Characterization of Clinically Relevant Fungi via SERS Fingerprinting Assisted by Novel Chemometric Models.
Nicoleta Elena DinaAna Maria Raluca GhermanVasile ChişCostel SârbuAndreas WieserDavid BauerChristoph HaischPublished in: Analytical chemistry (2018)
Nonculture-based tests are gaining popularity and upsurge in the diagnosis of invasive fungal infections (IFI) fostered by their main asset, the reduced analysis time, which enables a more rapid diagnosis. In this project, three different clinical isolates of relevant filamentous fungal species were discriminated by using a rapid (less than 5 min) and sensitive surface-enhanced Raman scattering (SERS)-based detection method, assisted by chemometrics. The holistic evaluation of the SERS spectra was performed by employing appropriate chemometric tools-classical and fuzzy principal component analysis (FPCA) in combination with linear discriminant analysis (LDA) applied to the first relevant principal components.
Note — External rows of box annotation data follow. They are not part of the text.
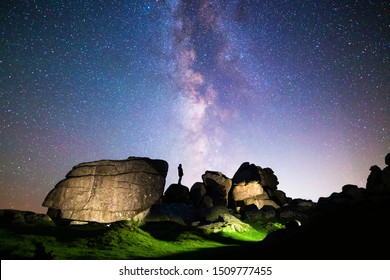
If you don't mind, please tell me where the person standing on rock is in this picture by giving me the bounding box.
[177,164,184,185]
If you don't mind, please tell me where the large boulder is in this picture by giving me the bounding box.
[163,184,191,204]
[42,157,168,223]
[190,182,207,208]
[202,171,232,206]
[229,162,287,211]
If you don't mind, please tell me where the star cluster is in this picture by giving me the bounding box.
[0,0,390,212]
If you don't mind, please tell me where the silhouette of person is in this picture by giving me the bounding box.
[177,164,184,185]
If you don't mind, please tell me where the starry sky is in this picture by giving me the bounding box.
[0,0,390,212]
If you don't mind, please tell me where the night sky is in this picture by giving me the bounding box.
[0,0,390,212]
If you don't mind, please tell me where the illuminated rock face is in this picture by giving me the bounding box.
[230,162,286,211]
[42,157,168,223]
[202,171,232,206]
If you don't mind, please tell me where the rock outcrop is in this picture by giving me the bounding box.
[42,157,168,223]
[229,162,287,212]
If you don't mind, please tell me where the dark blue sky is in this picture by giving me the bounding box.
[0,0,390,211]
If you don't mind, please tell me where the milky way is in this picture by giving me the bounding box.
[0,0,390,212]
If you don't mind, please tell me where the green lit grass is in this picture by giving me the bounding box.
[0,223,282,260]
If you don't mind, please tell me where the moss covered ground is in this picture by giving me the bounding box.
[0,222,280,260]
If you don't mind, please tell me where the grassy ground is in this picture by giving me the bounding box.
[0,222,277,260]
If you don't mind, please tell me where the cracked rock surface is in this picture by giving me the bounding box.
[42,157,168,223]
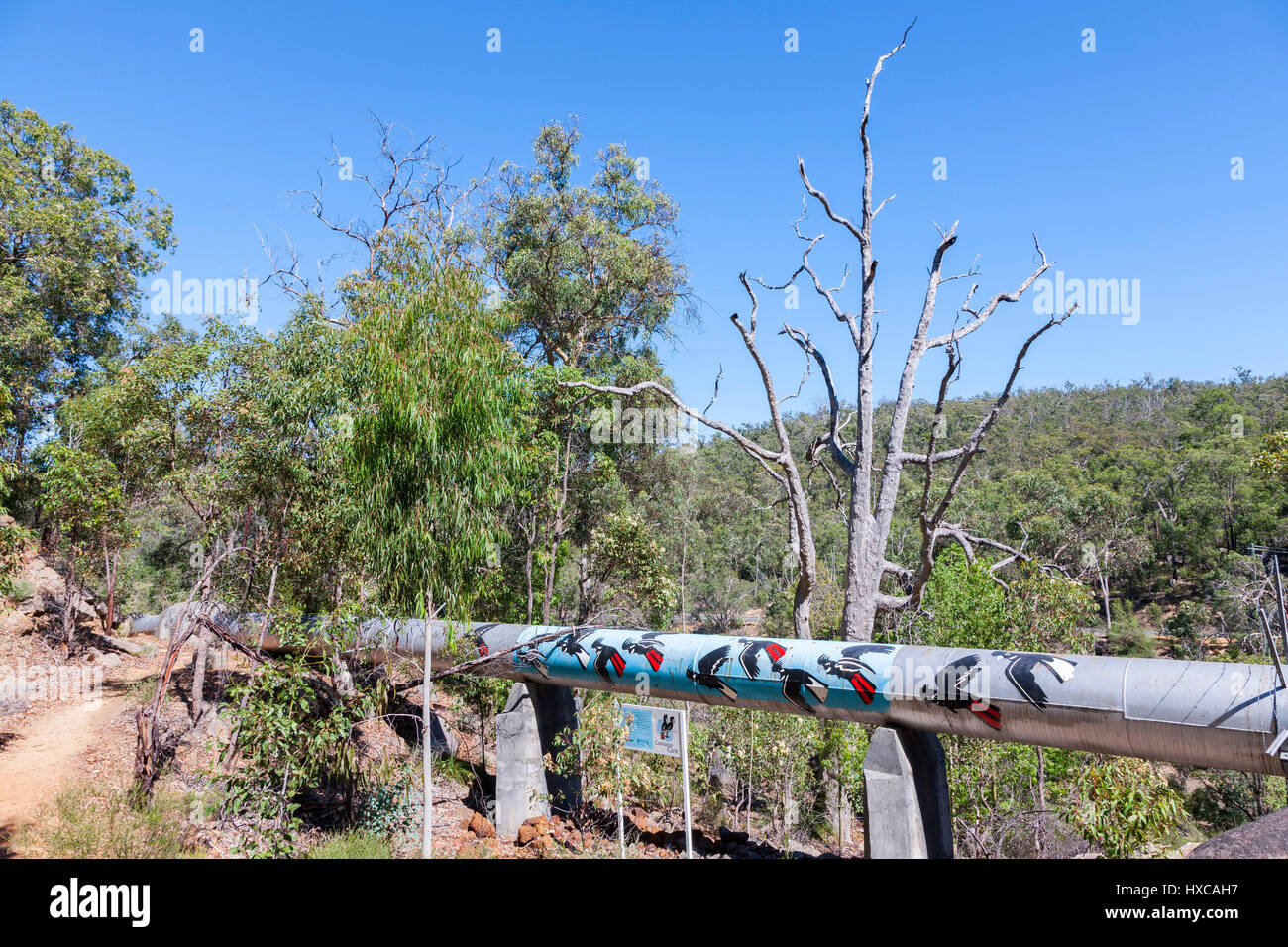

The efficiency of the proposed robust algorithm is illustrated on the data set including three fungal isolates (Aspergillus fumigatus sensu stricto, cryptic A. fumigatus complex species, and Rhizomucor pusillus) that were isolated from patient materials. The accurate and reliable discrimination between species of common fungal pathogen strains suggest that the developed method has the potential as an alternative, spectroscopic-based routine analysis tool in IFI diagnosis.